Smith also said too much weight was given to the victims' views on the matter, and that the fact they had done media interviews of their own volition over the past 23 years showed they were able to "absorb" negative effects from that publicity.
If he was to be interviewed, it would not cause any greater negative effects for the victims than what they had already experienced through prior media coverage they had agreed to, he said.
"If they chose not to view the content, then there can be no harm."
Smith spoke of his "treatment" by Corrections since his return from South America, saying the courts had repeatedly found his human rights were not respected.

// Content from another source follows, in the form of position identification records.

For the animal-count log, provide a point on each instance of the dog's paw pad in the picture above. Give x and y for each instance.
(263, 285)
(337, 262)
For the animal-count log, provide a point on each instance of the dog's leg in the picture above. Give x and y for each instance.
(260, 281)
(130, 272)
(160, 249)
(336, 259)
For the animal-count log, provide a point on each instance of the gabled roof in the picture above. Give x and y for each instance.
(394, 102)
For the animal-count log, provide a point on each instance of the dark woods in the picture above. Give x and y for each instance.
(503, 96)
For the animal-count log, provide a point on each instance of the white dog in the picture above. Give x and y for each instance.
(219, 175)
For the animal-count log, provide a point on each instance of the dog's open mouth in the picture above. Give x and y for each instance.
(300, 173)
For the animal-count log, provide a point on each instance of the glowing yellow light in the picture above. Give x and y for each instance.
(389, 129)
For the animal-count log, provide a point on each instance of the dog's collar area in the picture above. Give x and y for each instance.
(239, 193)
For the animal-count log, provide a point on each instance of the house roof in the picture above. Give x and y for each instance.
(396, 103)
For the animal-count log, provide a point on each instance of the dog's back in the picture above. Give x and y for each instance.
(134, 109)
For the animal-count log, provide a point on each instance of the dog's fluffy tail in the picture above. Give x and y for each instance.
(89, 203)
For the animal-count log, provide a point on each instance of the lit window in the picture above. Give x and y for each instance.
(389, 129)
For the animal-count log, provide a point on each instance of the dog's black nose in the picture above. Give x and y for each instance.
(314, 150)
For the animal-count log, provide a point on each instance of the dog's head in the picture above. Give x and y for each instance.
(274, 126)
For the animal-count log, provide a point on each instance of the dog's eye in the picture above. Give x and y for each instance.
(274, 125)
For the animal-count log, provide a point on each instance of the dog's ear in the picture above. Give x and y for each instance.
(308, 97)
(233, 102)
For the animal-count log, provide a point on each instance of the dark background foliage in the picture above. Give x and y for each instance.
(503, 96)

He pointed to being unlawfully kept in prolonged solitary confinement as one example.
"The court has acknowledged in numerous judgments that it appeared that the motivation for the respondent's decision making was punitive."
Lawyer for Corrections Genevieve Taylor said the reason a written interview was permitted but not a face-to-face one was that such an interview would hold "greater immediacy and detail" as an "exclusive interview with Mr Smith in Rimutaka Prison".
More publicity would be given to it and would provide more opportunity to cause harm to the victims through "continued exposure to Mr Smith in the media".
She said the proposed interview topics focused on Smith, his history, and his plans for the future, and that this was not of enough public interest to grant the interview.
The respondent gave appropriate consideration to the balance between protecting the victims and allowing Smith freedom of expression, she said.
Corrections has been directed to reconsider the decision in light of the High Court judgement.